Getting Together To Do Nothing

Sweet corn and fingers dripping with butter. Mom, wiping hands with her soft cotton hankies. The county fair with its antiques and baking contest. Firemen race up ladders, spraying each other with fire hoses. Steam powered tractors bellowing white clouds of smoke, draft horses pulling hay sledges loaded with people . Cousin Maryanne showing her sow in the 4H tent and winning a ribbon. Tom Sawyer straw hats and flat hamburgers smothered in onion, wrapped in soft butternut buns…

My mind is carried to forgotten times as I paint small scenes of a county pasture. Mike and Paul have their own memories inspiring them. Mike, with his camera, looking for just the right milkweed and that Monarch butterfly to land. Paul is doing a small watercolor, as I rush an oil. Mike seems to be very patient with his desire to capture that Monarch. A car slows to check on us, we watch as it raises a tail of dust and turns into the drive of the farm down the road. Mike seems to be napping as Paul and I add to our small challenges. A bumble bee, with its leg loaded with golden pollen, brings Mike back to his task of getting a perfect picture. Our paintings and photos are the reason for the three of us to get together to do nothing. No wild tales to tell, no complaints to share, just enjoying one another presence. I paint my blue sky, capture shadows of drifting clouds, and tone down the greens of the distant trees while widening the wheat field to please the design I need. The bumble bee, safe on film, allows Mike to return to his nap.
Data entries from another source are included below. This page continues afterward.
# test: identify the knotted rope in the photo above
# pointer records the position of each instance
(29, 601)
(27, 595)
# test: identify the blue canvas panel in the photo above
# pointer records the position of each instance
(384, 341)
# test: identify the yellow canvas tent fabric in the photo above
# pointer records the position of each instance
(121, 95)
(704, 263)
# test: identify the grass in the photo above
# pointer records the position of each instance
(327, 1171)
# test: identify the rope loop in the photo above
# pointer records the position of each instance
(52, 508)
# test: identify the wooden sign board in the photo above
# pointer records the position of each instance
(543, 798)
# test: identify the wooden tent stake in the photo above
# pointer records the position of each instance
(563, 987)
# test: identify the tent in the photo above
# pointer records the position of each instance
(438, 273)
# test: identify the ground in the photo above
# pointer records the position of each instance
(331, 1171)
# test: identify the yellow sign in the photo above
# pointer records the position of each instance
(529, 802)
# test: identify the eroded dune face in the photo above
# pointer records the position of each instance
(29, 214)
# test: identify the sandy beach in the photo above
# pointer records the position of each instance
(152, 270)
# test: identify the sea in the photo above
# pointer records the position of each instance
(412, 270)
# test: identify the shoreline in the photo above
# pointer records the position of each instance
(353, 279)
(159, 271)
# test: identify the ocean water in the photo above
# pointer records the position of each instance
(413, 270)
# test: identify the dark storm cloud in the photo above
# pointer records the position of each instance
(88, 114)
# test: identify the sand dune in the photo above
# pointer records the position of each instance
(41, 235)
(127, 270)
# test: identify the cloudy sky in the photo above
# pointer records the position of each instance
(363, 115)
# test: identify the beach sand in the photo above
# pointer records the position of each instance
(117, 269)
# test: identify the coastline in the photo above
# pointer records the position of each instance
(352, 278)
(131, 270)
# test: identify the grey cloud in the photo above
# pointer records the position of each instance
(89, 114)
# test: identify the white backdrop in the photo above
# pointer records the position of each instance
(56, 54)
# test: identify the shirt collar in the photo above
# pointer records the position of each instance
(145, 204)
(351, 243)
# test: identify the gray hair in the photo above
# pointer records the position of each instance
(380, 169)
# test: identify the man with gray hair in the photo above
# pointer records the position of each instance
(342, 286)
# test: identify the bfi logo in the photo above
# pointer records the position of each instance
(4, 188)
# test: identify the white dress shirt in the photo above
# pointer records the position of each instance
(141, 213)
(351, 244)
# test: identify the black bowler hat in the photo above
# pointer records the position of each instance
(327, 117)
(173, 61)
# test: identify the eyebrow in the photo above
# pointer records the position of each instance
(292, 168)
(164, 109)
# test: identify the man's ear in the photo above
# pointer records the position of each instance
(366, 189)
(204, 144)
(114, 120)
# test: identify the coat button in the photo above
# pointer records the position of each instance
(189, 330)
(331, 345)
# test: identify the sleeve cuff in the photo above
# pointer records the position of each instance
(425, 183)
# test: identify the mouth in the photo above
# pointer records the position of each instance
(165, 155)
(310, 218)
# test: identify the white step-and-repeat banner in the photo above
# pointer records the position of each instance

Taking care to adjust my brush work, I touch up a new cloud drifting into my vision. The grass brushing against my easel could use a bit enriching on my canvas. With a sure hand, I sign my day's effort and carry it to the car. Paul is completing his second watercolor as Mike dusts himself off and asks if we are done. Sitting in the grass, it is only the sound of crispy apples being eaten and the buzz of a pollen loaded bee, that is heard.